A rapidly evolving regulatory landscape
The regulatory framework for AI in pharmacovigilance is not defined by a single guideline, but rather by a convergence of regulations, reflection papers, and consensus reports.
At the heart of this ecosystem is the EU AI Act, the first comprehensive legal framework for AI in the EU, making the EU a pioneer and global standard-setter in AI regulation. It introduces a risk-based approach, classifying systems based on their potential impact on health, safety, and fundamental rights. While pharmacovigilance systems are not explicitly listed, many AI applications used in PV are likely to be considered “high-risk,” particularly when they influence safety decision-making or regulatory reporting.
At the same time, pharmacovigilance regulations continue to evolve through updates to Good Pharmacovigilance Practices (GVP) modules and related guidance from authorities such as the European Medicines Agency. These updates increasingly emphasize higher data quality and standardization, stronger signal detection in pharmacovigilance, and greater interoperability across regulatory systems, collectively driving a transformational shift in how safety is monitored and managed.
Where AI is already used
AI is already delivering value across key pharmacovigilance processes, not replacing professionals but augmenting their capacity. This augmentation, however, comes with a critical requirement: accountability must remain human-led.

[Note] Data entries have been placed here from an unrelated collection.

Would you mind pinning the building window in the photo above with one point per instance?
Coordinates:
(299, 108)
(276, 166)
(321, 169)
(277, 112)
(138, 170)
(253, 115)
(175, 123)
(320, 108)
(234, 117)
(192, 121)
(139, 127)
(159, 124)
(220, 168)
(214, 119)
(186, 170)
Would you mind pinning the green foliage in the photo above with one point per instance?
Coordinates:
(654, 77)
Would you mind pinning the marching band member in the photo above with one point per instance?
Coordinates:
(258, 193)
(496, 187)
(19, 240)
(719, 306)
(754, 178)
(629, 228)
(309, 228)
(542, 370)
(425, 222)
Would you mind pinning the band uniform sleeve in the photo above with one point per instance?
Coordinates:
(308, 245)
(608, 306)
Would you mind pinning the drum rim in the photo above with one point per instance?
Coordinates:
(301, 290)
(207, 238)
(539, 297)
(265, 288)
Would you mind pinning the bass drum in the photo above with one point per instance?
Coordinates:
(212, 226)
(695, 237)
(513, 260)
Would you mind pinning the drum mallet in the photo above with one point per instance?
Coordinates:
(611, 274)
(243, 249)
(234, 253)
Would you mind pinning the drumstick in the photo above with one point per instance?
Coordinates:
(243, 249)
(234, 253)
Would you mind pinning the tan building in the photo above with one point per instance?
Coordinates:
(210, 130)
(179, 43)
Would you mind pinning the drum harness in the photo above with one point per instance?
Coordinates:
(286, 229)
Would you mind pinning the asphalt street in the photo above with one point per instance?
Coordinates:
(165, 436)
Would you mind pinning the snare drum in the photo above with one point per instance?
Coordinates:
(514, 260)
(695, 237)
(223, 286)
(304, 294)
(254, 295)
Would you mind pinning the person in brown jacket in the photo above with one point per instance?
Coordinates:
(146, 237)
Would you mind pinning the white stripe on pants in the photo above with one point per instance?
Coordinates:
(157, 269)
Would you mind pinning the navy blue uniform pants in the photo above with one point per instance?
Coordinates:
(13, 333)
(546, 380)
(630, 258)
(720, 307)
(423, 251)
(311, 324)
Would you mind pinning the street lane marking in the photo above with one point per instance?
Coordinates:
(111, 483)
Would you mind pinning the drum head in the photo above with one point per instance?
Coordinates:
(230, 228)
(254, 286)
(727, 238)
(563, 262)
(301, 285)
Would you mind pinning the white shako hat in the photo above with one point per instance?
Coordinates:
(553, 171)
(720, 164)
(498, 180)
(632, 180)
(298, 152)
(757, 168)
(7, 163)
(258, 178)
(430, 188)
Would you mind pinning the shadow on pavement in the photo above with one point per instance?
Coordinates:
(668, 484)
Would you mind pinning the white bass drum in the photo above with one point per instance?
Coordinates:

We can already observe AI applications in case processing (ICSRs), literature and data monitoring, and signal detection and analysis. As for automation in pharmacovigilance, emerging use cases, including large language models, are further expanding the scope of automation and insight generation within pharmacovigilance systems.
No single AI–PV rulebook
Despite rapid progress, there is still no fully prescriptive regulatory guideline dedicated exclusively to AI in pharmacovigilance. One of the most influential references today is the CIOMS report on Artificial Intelligence in Pharmacovigilance. This document does not impose strict rules but instead defines a principle-based framework designed to remain relevant despite the fast pace of technological evolution. The CIOMS framework, together with guidance from regulators such as the FDA, EMA, and WHO, converges around a set of foundational principles. These include a risk-based approach, validity and robustness, transparency, data privacy, fairness and equity, and governance and accountability. Among these, human oversight emerges as one of the most critical and consistently emphasized elements.
Human oversight is non-negotiable
One of the most important discussions in AI governance concerns the level of human involvement. Two models are often described: Human in the Loop (HITL) and Human on the Loop (HOTL).

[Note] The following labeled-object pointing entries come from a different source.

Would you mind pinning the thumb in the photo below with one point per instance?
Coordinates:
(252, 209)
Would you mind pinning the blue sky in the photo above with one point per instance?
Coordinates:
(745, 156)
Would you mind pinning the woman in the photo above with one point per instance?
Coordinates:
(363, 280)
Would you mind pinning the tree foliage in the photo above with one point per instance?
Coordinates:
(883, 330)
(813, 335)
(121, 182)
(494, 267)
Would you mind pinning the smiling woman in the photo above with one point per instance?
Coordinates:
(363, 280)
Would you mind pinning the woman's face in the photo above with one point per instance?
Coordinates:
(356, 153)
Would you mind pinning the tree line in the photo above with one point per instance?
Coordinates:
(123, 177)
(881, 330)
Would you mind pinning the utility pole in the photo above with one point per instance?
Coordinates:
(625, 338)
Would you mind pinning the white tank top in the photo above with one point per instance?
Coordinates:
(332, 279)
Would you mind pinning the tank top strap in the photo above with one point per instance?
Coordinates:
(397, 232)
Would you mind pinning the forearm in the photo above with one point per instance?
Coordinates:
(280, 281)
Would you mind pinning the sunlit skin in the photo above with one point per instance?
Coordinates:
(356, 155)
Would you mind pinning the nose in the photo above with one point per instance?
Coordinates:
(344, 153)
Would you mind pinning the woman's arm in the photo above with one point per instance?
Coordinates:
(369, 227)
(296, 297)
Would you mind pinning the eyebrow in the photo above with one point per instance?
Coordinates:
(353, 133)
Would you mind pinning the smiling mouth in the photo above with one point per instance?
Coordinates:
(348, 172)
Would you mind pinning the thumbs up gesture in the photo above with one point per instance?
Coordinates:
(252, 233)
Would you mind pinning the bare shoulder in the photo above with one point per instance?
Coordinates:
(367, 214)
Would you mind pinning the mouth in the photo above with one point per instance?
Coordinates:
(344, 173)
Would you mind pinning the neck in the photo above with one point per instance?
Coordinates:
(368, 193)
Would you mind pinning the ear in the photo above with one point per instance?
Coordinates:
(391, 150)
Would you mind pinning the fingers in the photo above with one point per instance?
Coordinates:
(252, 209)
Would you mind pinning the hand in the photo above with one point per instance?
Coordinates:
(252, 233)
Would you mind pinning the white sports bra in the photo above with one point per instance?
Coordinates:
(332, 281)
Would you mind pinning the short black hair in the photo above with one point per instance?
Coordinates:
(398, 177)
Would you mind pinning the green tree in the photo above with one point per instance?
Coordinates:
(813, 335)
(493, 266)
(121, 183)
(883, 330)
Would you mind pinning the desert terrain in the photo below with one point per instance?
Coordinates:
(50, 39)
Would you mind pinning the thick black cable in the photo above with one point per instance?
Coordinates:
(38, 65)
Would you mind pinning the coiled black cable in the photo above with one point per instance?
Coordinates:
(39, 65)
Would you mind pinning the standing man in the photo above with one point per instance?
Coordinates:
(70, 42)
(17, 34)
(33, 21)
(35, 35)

Human in the Loop refers to continuous human involvement, where AI supports decision-making but final decisions remain human-driven. In contrast, Human on the Loop describes systems where AI operates more autonomously, with humans supervising and intervening when necessary.
In pharmacovigilance, regulators consistently emphasize a risk-based balance where human accountability remains paramount. High-risk applications require stronger human control, and even in highly automated systems, final responsibility always remains with qualified professionals.
A clear pattern emerges across global frameworks and guidance, from WHO to EMA, FDA, CIOMS (and others!), where human oversight is the most consistently emphasized principle. This is critical for several reasons.
AI systems are probabilistic rather than deterministic, meaning they can produce errors, particularly when exposed to new data patterns, biased training data, or rare edge cases. AI and patient safety are inextricably linked, as pharmacovigilance decisions influence the benefit–risk balance, public health outcomes, and regulatory actions following signal detection. Accountability must also remain clear and traceable. Regulatory expectations require a defined chain of responsibility, while AI systems themselves cannot be held accountable. This reinforces the need to align AI outputs with established data integrity principles such as ALCOA++. Examples of key questions that must be addressed: who validated the model, who approved the output, and who is accountable in case of failure?
The formula: Human-backed AI + Pharmacovigilance = Trust
Rather than replacing human expertise, a hybrid model is emerging. AI enables scale, speed, and advanced pattern recognition, while humans provide judgment, contextual understanding, and accountability.
This balance becomes even more important as systems evolve toward continuous learning models, real-time signal detection, and integration of diverse data sources such as real-world data and scientific literature. In this context, human oversight evolves from purely operational control to strategic supervision.
The current regulatory evolution, particularly with the EU AI Act and ongoing GVP developments, is driving a fundamental shift toward a central question: can these systems be trusted? The answer is yes - but only if trust is built through transparency, robust validation, ethical design, and, above all, visible and effective human control.
Conclusion: innovative and responsible pharmacovigilance
AI has the potential to transform pharmacovigilance, making it faster, more predictive, and more proactive. However, as consistently reflected in guidelines, reports, and regulatory expectations, this innovation must be grounded in trust and reinforced by professional human oversight.
The regulatory direction is clear: principles over prescriptive rules, a strong emphasis on risk-based approaches, and human oversight at the core of all AI-enabled pharmacovigilance systems.